Life is One, universal common ancestry supported

By Razib Khan | May 13, 2010 3:01 am

One of the notions implicit in most evolutionary models is that the tree of life has a common root. In other words all individuals of all species represent end points of lineages which ultimately coalesce back to the the original common ancestor. The first Earthling, so to speak. I say implicit because common ancestry isn’t necessary for evolution to be valid; after all, we presumably accept that evolutionary process is operative in an exobiological context, if such a context exists. Therefore it is possible that modern extant lineages are derived from separate independent antecedents. A “multiple garden” model. This has seemed less and less plausible as the molecular basis of biology has been elucidated; it looks like the basic toolkit is found all across the tree of life. But with a new found awareness of the power of processes such as horizontal gene transfer the open & shut case is faced with a new element of ambiguity. Or perhaps not?

Here’s a post from Wired, Life on Earth Arose Just Once:

The idea that life forms share a common ancestor is “a central pillar of evolutionary theory,” says Douglas Theobald, a biochemist at Brandeis University in Waltham, Massachusetts. “But recently there has been some mumbling, especially from microbiologists, that it may not be so cut-and-dried.”

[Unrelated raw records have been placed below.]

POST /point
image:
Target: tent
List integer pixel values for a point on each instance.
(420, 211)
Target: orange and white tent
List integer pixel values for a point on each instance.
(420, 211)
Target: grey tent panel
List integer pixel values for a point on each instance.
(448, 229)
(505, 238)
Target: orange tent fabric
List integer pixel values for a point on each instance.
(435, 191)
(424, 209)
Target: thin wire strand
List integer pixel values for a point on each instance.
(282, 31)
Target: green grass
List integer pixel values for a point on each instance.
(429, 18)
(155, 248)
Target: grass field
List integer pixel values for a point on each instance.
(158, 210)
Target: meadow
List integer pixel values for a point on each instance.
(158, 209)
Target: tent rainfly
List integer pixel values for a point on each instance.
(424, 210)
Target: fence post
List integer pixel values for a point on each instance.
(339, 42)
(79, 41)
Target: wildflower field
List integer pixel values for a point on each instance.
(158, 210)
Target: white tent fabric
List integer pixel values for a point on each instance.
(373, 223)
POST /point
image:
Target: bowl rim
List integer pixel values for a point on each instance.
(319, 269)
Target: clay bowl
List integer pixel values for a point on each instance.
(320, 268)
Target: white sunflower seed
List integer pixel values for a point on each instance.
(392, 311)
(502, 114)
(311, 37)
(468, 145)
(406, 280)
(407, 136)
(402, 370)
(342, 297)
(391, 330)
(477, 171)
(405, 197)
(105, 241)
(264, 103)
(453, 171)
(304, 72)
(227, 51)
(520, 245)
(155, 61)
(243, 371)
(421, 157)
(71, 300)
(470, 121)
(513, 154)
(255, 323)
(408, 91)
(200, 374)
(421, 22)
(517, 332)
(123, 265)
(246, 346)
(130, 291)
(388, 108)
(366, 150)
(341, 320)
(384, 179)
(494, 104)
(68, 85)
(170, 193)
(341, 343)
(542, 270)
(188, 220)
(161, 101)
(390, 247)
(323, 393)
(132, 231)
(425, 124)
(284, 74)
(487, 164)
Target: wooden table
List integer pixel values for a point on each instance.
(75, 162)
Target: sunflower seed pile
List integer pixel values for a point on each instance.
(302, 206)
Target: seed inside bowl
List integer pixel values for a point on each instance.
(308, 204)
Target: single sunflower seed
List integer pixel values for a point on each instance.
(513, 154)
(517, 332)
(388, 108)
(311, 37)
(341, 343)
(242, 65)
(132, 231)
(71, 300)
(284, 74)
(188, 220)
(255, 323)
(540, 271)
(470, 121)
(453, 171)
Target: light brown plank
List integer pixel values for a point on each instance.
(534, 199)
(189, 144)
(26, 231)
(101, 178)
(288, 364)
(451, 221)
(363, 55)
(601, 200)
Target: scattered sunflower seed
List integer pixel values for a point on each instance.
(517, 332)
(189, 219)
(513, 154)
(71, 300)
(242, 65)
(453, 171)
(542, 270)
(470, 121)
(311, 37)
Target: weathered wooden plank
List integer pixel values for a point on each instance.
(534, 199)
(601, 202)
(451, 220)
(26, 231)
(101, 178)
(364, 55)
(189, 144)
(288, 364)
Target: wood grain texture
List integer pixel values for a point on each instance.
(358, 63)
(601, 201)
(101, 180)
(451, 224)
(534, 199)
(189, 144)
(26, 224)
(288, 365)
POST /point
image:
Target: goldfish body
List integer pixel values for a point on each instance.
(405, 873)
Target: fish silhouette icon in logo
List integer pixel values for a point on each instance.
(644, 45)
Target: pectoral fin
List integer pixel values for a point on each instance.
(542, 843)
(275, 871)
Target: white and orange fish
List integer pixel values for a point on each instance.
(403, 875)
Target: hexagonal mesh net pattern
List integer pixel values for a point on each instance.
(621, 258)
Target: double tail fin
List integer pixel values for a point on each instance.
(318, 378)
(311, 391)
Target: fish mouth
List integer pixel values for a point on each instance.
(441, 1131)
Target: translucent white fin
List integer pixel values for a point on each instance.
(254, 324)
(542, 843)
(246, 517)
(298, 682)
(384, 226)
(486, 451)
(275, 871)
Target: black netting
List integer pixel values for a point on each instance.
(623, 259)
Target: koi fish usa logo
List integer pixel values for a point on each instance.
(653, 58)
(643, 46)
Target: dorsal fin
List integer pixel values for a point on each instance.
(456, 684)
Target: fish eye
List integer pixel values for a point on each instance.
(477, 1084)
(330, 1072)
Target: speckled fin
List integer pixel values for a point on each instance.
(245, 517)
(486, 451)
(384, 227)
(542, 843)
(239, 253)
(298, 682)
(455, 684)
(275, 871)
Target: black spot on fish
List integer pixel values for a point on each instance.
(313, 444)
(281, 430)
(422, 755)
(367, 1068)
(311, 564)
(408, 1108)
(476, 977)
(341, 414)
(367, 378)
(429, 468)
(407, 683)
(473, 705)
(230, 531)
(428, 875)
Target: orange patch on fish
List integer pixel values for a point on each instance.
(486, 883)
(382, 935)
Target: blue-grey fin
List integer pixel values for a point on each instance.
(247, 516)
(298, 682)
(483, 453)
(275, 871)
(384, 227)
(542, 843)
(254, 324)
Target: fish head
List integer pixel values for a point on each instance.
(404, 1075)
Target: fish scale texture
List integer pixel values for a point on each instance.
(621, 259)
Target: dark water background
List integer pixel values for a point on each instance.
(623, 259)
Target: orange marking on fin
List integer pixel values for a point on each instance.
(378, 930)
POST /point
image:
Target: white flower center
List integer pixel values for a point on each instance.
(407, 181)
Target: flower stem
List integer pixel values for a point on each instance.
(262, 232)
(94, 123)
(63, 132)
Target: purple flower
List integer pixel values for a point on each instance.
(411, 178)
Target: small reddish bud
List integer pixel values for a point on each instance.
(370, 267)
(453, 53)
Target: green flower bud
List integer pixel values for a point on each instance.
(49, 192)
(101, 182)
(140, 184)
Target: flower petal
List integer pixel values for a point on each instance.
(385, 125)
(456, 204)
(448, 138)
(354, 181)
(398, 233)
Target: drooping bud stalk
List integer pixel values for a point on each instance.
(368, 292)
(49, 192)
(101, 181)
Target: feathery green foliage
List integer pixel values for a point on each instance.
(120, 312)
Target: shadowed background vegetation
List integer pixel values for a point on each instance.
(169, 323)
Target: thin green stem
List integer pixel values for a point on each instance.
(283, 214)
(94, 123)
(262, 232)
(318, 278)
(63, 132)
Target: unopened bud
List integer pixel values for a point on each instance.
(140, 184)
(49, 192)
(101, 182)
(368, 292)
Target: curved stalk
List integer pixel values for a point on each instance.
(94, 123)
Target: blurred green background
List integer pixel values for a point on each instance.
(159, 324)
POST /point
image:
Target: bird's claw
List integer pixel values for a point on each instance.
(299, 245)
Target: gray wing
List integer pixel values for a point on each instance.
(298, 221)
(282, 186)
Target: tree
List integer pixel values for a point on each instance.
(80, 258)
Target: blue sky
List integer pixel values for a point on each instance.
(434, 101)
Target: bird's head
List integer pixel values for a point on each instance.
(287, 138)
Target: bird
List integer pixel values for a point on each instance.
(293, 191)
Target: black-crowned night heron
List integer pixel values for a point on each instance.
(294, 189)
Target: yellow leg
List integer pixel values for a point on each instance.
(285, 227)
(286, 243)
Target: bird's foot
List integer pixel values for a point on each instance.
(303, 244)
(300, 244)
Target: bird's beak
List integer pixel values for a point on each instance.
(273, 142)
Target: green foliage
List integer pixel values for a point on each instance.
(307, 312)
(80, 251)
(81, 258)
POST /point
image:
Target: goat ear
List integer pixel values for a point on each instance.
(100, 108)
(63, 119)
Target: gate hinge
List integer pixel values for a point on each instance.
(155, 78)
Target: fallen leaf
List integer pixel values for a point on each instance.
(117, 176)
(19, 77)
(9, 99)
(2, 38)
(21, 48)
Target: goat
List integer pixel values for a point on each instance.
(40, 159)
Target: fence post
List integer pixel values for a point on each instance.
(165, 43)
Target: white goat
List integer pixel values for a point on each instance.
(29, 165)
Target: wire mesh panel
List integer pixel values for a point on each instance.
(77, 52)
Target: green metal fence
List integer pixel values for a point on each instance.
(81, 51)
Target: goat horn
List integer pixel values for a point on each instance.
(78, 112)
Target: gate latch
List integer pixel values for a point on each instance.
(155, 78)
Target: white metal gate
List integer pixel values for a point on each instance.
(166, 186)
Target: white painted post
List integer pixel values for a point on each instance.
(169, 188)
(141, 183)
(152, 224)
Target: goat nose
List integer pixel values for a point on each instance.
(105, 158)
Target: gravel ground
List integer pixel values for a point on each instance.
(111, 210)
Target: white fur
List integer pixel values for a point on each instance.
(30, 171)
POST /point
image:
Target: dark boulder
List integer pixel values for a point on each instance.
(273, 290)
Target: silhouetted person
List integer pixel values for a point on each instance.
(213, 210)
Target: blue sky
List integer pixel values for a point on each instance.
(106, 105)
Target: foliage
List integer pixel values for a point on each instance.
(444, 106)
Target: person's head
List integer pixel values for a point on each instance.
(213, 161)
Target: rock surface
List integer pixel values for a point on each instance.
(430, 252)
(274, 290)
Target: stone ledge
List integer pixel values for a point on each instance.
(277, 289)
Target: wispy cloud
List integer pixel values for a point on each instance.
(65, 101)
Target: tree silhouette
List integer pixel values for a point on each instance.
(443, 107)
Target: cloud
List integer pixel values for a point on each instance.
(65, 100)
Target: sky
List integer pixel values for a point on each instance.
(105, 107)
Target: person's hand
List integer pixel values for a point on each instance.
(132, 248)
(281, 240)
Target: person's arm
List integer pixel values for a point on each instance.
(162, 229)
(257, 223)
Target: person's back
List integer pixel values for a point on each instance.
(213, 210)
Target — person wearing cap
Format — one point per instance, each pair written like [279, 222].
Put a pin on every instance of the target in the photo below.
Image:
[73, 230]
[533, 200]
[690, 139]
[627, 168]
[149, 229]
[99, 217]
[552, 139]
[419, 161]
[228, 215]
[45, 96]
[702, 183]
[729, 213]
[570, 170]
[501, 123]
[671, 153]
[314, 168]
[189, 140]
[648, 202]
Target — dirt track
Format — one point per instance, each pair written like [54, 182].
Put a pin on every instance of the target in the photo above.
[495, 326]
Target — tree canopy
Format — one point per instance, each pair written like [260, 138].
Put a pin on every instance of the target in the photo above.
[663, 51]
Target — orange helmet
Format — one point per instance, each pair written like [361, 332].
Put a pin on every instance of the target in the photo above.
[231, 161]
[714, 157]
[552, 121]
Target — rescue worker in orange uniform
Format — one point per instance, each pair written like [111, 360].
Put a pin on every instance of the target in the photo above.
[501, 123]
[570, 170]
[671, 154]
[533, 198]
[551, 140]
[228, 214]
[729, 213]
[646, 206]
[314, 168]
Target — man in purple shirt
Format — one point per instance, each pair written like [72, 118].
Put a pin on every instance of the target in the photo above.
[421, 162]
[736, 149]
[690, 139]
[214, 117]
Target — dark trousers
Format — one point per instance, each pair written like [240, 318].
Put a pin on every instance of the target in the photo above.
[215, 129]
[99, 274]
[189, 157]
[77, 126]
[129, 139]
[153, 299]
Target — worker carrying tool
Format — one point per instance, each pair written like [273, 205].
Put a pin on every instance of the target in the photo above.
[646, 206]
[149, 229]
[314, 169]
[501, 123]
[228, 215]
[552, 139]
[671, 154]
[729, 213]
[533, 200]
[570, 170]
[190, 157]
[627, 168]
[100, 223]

Because microorganisms of different species often swap genes, some scientists have proposed that multiple primordial life forms could have tossed their genetic material into life’s mix, creating a web, rather than a tree of life.

To determine which hypothesis is more likely correct, Theobald put various evolutionary ancestry models through rigorous statistical tests. The results, published in the May 13 Nature, come down overwhelmingly on the side of a single ancestor.

A universal common ancestor is at least 102,860 times more probable than having multiple ancestors, Theobald calculates.

The paper is now on the Nature website, A formal test of the theory of universal common ancestry. They looked specifically at 23 very conserved proteins across 12 taxa from the three domains of life (those being eukaryotes, prokaryotes, and the archaea). Here’s where the author explains the philosophy behind the statistical technique:

When choosing among several competing scientific models, two opposing factors must be taken into account: the goodness of fit and parsimony. The fit of a model to data can be improved arbitrarily by increasing the number of free parameters. On the other hand, simple hypotheses (those with as few ad hoc parameters as possible) are preferred. Model selection methods weigh these two factors statistically to find the hypothesis that is both the most accurate and the most precise.

The sorts of models compared is illustrated by figure 2. One the left you have the universal common descent model, and on the right the prokaryotes (bacteria) have an independent origin. The lines represent connections between the 23 conserved protein sequences, either through horizontal transfer or vertical transmission.


As noted in the Wired piece there’s no contest here. Universal common descent is strongly supported. I’ll let the author’s finish:

What property of the sequence data supports common ancestry so decisively? When two related taxa are separated into two trees, the strong correlations that exist between the sequences are no longer modelled, which results in a large decrease in the likelihood. Consequently, when comparing a common-ancestry model to a multiple-ancestry model, the large test scores are a direct measure of the increase in our ability to accurately predict the sequence of a genealogically related protein relative to an unrelated protein. The sequence correlations between a given clade of taxa and the rest of the tree would be eliminated if the columns in the sequence alignment for that clade were randomly shuffled. In such a case, these model-based selection tests should prefer the multiple-ancestry model. In fact, in actual tests with randomly shuffled data, the optimal estimate of the unified tree (for both maximum likelihood and Bayesian analyses) contains an extremely large internal branch separating the shuffled taxa from the rest. In all cases tried, with a wide variety of evolutionary models (from the simplest to the most parameter rich), the multiple-ancestry models for shuffled data sets are preferred by a large margin over common ancestry models (LLR on the order of a thousand), even with the large internal branches. Hence, the large test scores in favour of UCA models reflect the immense power of a tree structure, coupled with a gradual Markovian mechanism of residue substitution, to accurately and precisely explain the particular patterns of sequence correlations found among genealogically related biological macromolecules.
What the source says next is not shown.